Toelichting bij COM(2017)263 - Vereenvoudigde procedure voor de vaststelling van de standpunten van de Unie in de Ledenraad van de Internationale Olijfraad

Dit is een beperkte versie

U kijkt naar een beperkte versie van dit dossier in de EU Monitor.

1. ACHTERGROND VAN HET VOORSTEL

De Internationale Overeenkomst van 2005 voor olijfolie en tafelolijven 1 , die op 31 december 2014 afliep, werd verlengd tot en met 31 december 2015. Krachtens artikel 47, lid 3, ervan bleef die overeenkomst van kracht tot de inwerkingtreding van de nieuwe overeenkomst.

Op 19 november 2013 heeft de Raad de Commissie gemachtigd om namens de Unie onderhandelingen te openen met het oog op de sluiting van een nieuwe internationale overeenkomst inzake olijfolie en tafelolijven.

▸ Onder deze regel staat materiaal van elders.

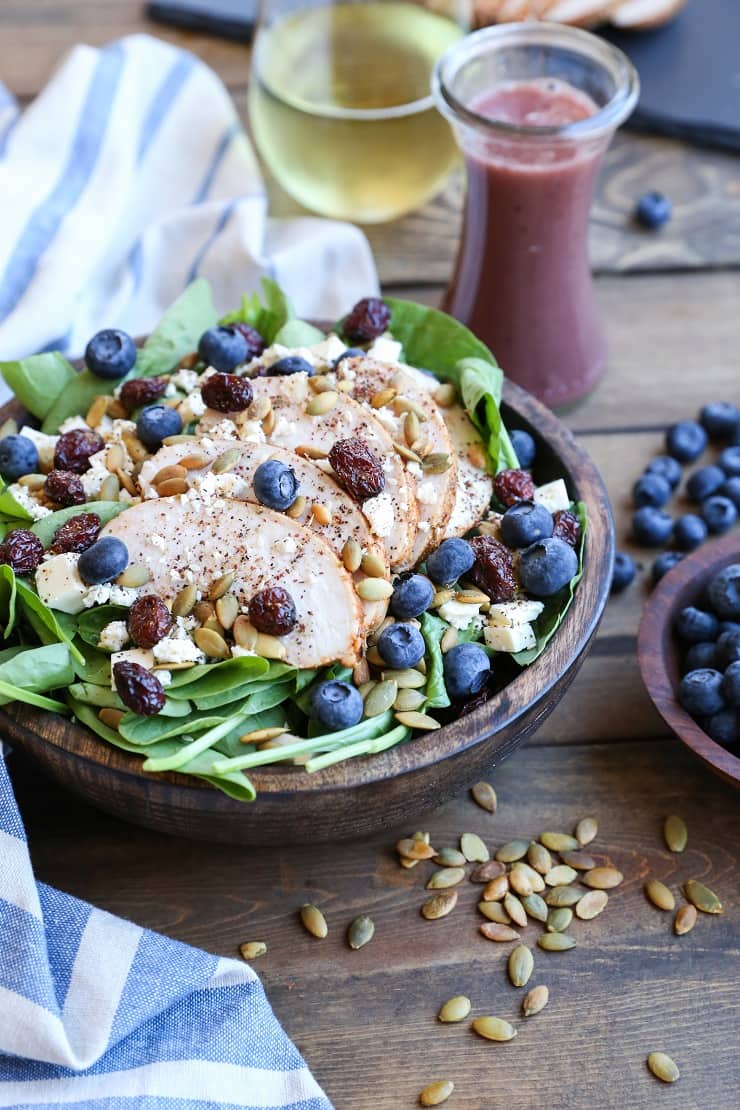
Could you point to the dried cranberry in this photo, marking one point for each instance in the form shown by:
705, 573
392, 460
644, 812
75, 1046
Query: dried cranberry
77, 534
272, 611
227, 393
566, 527
21, 550
357, 467
493, 571
255, 344
142, 391
64, 487
138, 688
512, 486
367, 320
149, 621
73, 450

In het kader van de Conferentie van de Verenigde Naties voor de onderhandelingen over een overeenkomst ter opvolging van de Internationale Overeenkomst van 2005 voor olijfolie en tafelolijven, die van 5 tot en met 9 oktober 2015 heeft plaatsgevonden in het Palais des Nations te Genève, hebben de vertegenwoordigers van 24 lidstaten van de Conferentie van de Verenigde Naties voor Handel en Ontwikkeling (Unctad) en van twee intergouvernementele organisaties de tekst van een nieuwe overeenkomst vastgesteld.

De tekst van de overeenkomst, waarover is onderhandeld in overleg met de Raadswerkgroep Grondstoffen (Proba), is in overeenstemming met de door de Raad vastgestelde onderhandelingsrichtsnoeren.

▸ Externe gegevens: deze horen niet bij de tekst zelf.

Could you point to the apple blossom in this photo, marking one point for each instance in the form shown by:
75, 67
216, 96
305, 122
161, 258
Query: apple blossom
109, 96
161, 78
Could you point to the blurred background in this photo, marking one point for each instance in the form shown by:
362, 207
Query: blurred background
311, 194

Overeenkomstig Besluit (EU) 2016/1892 van de Raad van 10 oktober 2016 2 is de Internationale Overeenkomst van 2015 voor olijfolie en tafelolijven op 28 november 2016 in de zetel van de Verenigde Naties te New York namens de Unie ondertekend, onder voorbehoud van de sluiting ervan op een latere datum.

De nieuwe overeenkomst is op 1 januari 2017 overeenkomstig artikel 31, lid 2, ervan voorlopig in werking getreden en is goedgekeurd bij Besluit [2017/...] van de Raad 3 .

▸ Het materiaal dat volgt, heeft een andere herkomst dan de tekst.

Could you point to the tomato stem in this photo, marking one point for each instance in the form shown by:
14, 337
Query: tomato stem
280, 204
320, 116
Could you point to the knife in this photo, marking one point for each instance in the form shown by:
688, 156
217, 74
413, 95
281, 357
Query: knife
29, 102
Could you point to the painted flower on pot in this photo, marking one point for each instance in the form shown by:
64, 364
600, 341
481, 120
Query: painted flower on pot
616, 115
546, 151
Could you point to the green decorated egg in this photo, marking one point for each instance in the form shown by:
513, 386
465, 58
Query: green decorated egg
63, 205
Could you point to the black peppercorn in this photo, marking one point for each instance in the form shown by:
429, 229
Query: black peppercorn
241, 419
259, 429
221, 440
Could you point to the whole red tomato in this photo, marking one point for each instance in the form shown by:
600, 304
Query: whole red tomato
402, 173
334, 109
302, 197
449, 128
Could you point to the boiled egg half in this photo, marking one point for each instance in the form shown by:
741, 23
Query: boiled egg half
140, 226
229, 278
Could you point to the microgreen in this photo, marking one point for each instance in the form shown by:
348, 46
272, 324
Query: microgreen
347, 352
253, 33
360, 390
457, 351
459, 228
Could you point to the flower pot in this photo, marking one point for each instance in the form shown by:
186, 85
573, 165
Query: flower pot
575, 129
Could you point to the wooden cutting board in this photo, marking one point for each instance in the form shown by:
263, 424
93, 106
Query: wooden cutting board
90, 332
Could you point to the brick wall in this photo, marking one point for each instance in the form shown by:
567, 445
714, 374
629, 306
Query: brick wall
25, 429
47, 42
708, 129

Overeenkomstig artikel 218, lid 9, van het Verdrag betreffende de werking van de Europese Unie neemt de Raad op voorstel van de Commissie een besluit over de standpunten die namens de Unie moeten worden ingenomen in een krachtens een internationale overeenkomst opgericht orgaan, wanneer dat orgaan handelingen met rechtsgevolgen vaststelt, met uitzondering van handelingen tot aanvulling of wijziging van het institutionele kader van de overeenkomst.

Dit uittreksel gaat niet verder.